Chilly Willy · Post by **Chilly Willy** » Mon Feb 02, 2009 1:18 am

Okay, a little more testing shows you can use the SH2 libs, but you HAVE to compile with the -m1 switch. The link error you get with the -m2 switch during compile is:

Code: Select all

/usr/local/gendev/sh2/bin/ld -T /usr/local/gendev/sh2/lib/32x.ld -relax -small -e _start --oformat binary -o fuboy.bin sh2_crt0.o fuboy.o gbz80.o gui.o memory.o ppu.o roms.o /usr/local/gendev/sh2/lib/libc.a /usr/local/gendev/sh2/lib/libgcc.a
gbz80.o: In function `_cpu_execute':
gbz80.c:(.text+0x544): undefined reference to `_(double, int, void, short, int, _i4, int) __restrict'
make: *** [fuboy.bin] Error 1

None of the SH2 variants make a difference... it's like gcc expects all SH2s to have an FPU. This was on two different version of gcc - 4.2 and 4.3.
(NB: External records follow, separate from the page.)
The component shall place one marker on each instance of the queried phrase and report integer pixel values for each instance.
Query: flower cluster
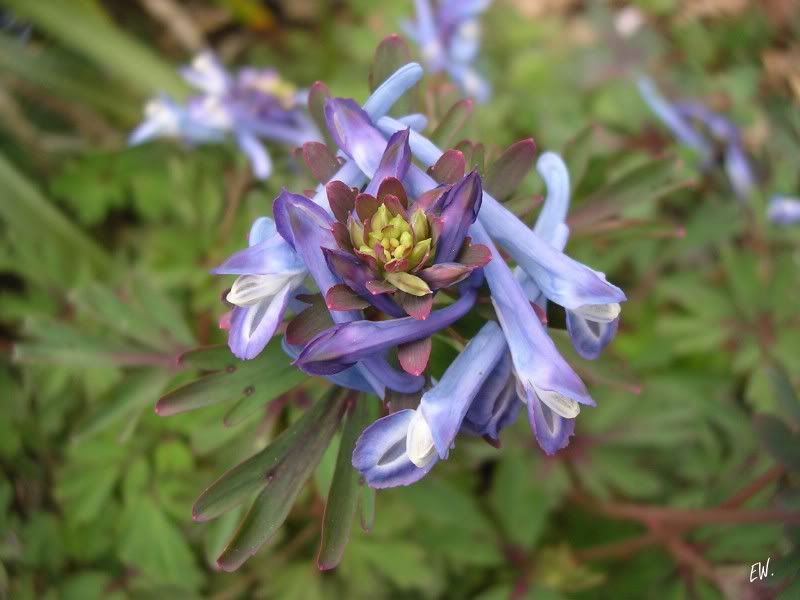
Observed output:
(251, 105)
(449, 39)
(680, 117)
(400, 241)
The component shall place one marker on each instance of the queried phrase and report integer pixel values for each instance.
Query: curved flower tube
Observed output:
(351, 378)
(272, 261)
(347, 343)
(402, 448)
(496, 405)
(307, 228)
(269, 275)
(562, 279)
(590, 330)
(253, 104)
(449, 39)
(784, 210)
(676, 117)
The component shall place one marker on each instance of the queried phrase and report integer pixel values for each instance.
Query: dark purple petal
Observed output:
(394, 163)
(320, 161)
(348, 343)
(356, 275)
(505, 174)
(380, 453)
(414, 356)
(449, 168)
(366, 206)
(309, 323)
(342, 236)
(474, 255)
(445, 274)
(459, 209)
(341, 198)
(341, 297)
(393, 187)
(418, 307)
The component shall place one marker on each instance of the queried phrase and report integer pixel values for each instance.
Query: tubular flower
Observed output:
(590, 328)
(678, 118)
(269, 273)
(254, 104)
(545, 382)
(401, 448)
(449, 39)
(784, 210)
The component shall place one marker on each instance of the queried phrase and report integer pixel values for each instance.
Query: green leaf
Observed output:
(505, 174)
(782, 443)
(521, 503)
(118, 53)
(150, 542)
(265, 377)
(278, 385)
(342, 502)
(137, 391)
(24, 209)
(784, 392)
(636, 187)
(452, 123)
(366, 505)
(284, 483)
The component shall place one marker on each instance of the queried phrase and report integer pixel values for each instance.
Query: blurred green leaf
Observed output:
(117, 52)
(342, 501)
(152, 544)
(273, 504)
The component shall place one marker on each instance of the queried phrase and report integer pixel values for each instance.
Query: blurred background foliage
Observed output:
(674, 486)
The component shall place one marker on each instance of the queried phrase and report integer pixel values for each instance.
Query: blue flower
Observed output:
(784, 210)
(545, 382)
(270, 273)
(403, 447)
(678, 118)
(254, 104)
(449, 40)
(590, 328)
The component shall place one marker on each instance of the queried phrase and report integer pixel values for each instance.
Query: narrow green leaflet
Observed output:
(116, 51)
(24, 208)
(235, 486)
(343, 496)
(135, 393)
(284, 483)
(265, 377)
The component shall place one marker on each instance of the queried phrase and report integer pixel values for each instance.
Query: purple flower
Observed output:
(784, 210)
(562, 280)
(592, 327)
(678, 118)
(269, 275)
(403, 447)
(254, 104)
(337, 348)
(449, 39)
(546, 382)
(395, 252)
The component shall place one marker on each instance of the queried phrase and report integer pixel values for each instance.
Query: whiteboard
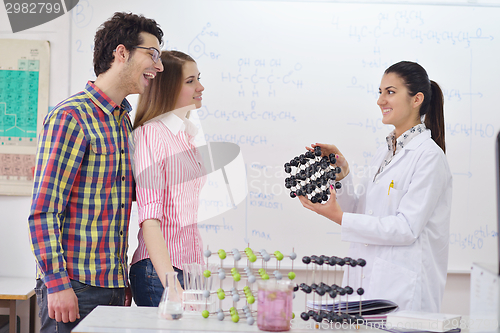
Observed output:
(281, 75)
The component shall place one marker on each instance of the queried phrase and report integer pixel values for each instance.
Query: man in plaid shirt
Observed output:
(83, 184)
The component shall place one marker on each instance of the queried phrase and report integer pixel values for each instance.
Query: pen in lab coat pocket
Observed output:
(391, 185)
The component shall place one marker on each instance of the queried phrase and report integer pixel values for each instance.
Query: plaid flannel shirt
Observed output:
(82, 193)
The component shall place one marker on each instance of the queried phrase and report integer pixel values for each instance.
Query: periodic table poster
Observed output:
(24, 94)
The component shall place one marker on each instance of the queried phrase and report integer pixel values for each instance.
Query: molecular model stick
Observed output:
(312, 175)
(249, 274)
(326, 290)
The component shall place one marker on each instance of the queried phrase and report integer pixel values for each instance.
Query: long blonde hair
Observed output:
(162, 92)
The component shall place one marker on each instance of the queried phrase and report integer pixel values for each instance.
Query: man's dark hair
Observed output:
(122, 28)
Edit: Err - spoke too soon. If you use libm, you can't use the SH2 libs. You HAVE to use the SH1 libs. So as far as gcc goes, the 32X is an SH1.

ob1 · Post by **ob1** » Mon Feb 02, 2009 8:41 am

The differences betwwen SH1 and SH2 are detailled in the SH2 Programmning Manual on p4/8.
Especially :
no BF/S BT/S, no BRAF BSRF, no DMULU.L DMULS.L, no DT, no MAC.L, no MUL.L and MAC.W is 16x16 + 42 instead of 16x16 + 64.
Some states for multiplication operation may vary.
Thus, I don't see any high stop using SH1 instead of SH2. Apart multiply 32-bit longwords.
I don't think gcc uses slotted branch, nor compile a for/while loop with DT.
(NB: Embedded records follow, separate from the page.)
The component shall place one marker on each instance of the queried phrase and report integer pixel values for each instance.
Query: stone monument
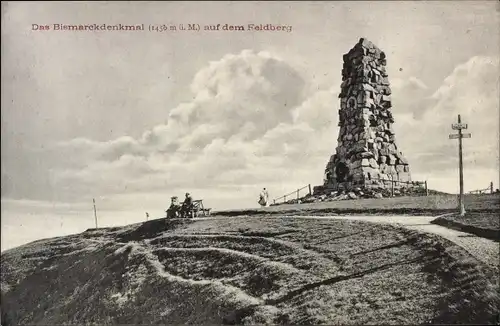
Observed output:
(366, 155)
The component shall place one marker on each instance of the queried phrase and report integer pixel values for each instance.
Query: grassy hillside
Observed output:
(482, 217)
(423, 205)
(234, 271)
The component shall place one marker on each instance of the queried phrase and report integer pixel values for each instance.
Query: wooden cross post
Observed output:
(95, 213)
(460, 126)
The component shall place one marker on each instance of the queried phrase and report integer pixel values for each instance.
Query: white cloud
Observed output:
(248, 125)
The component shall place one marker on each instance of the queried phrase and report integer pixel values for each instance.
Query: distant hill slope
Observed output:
(233, 271)
(420, 205)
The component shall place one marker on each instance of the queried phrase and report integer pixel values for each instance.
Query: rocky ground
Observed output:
(257, 270)
(360, 193)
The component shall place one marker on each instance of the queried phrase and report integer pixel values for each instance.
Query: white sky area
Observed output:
(133, 118)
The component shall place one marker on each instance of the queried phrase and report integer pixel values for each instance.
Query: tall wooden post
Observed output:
(459, 126)
(95, 213)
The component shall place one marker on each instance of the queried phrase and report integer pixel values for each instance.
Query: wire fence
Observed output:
(489, 189)
(296, 194)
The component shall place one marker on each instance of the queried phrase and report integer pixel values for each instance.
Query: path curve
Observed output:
(485, 250)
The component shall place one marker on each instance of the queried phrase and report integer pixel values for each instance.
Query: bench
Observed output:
(199, 209)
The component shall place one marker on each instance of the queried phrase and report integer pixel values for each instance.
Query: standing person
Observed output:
(263, 198)
(187, 205)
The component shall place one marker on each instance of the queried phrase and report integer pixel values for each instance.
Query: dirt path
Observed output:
(483, 249)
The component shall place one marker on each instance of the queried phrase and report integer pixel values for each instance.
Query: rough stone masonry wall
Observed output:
(366, 151)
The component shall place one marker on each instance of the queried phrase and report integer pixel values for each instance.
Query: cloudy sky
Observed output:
(132, 118)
ob1 · Post by **ob1** » Mon Feb 02, 2009 8:47 am

Chilly Willy wrote:So as far as gcc goes, the 32X is an SH1. :roll:

Maybe we could write to KPIT to mention it.
I mean ... we may be the last people who uses this compiler ;D

mic_ · Post by **mic_** » Mon Feb 02, 2009 8:57 am

Yeah I've never seen BF/S or BT/S in any code generated by gcc. Floating point emulation really isn't a good idea though, unless performance doesn't matter. Otherwise it'd be a better idea to used fixed point calculations.

Chilly Willy · Post by **Chilly Willy** » Mon Feb 02, 2009 9:19 am

The fp was only in a couple init routines at the start. They aren't used everywhere or I'd replace them. For a while, I thought I'd have to replace them anyway.
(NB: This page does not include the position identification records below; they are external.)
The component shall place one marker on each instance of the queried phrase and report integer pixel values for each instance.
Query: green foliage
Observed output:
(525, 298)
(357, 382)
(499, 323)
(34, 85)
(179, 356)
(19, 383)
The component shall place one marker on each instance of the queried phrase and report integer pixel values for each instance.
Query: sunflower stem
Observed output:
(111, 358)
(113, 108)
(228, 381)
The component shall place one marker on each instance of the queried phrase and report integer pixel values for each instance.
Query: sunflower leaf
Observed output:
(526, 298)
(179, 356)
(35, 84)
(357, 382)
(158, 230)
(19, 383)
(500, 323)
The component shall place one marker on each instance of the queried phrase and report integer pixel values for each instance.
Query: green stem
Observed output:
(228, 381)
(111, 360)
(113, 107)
I've got some nice cordic routines to do them as fixed point.

On the topic of developing for the 32X with gcc, I released some code for mic's fuboy as an example. I had a problem with that on my current project. It wouldn't run main() even though everything was perfect. For the life of me, I couldn't find the problem... until I thought about the differences between fuboy and what I'm doing now. The difference was the size of the data and bss, which then corresponded to time spent in the associated bios startups. I had a situation where the 68000 was finishing too fast. I needed to add this to m68k_crt1.s:

Code: Select all

__start:
        cmp.l   #0x4D5F4F4B,0xA15120    /* M_OK */
        bne.b   __start                 /* wait for master ok */
# init MD VDP

I needed the 68000 to wait on the SH2 bios. Otherwise it was getting through its own init too fast and the signal to the master to run would go unseen. Ah, the joys of IPC.

I think I will mosey over to KPIT and see if they've got a contact email addy where I can let them know what I found about the -m2 situation. I suspect that when they apply their own patches to gcc, they accidentally enabled the FPU for all SH2 variants, not just the A and E ones.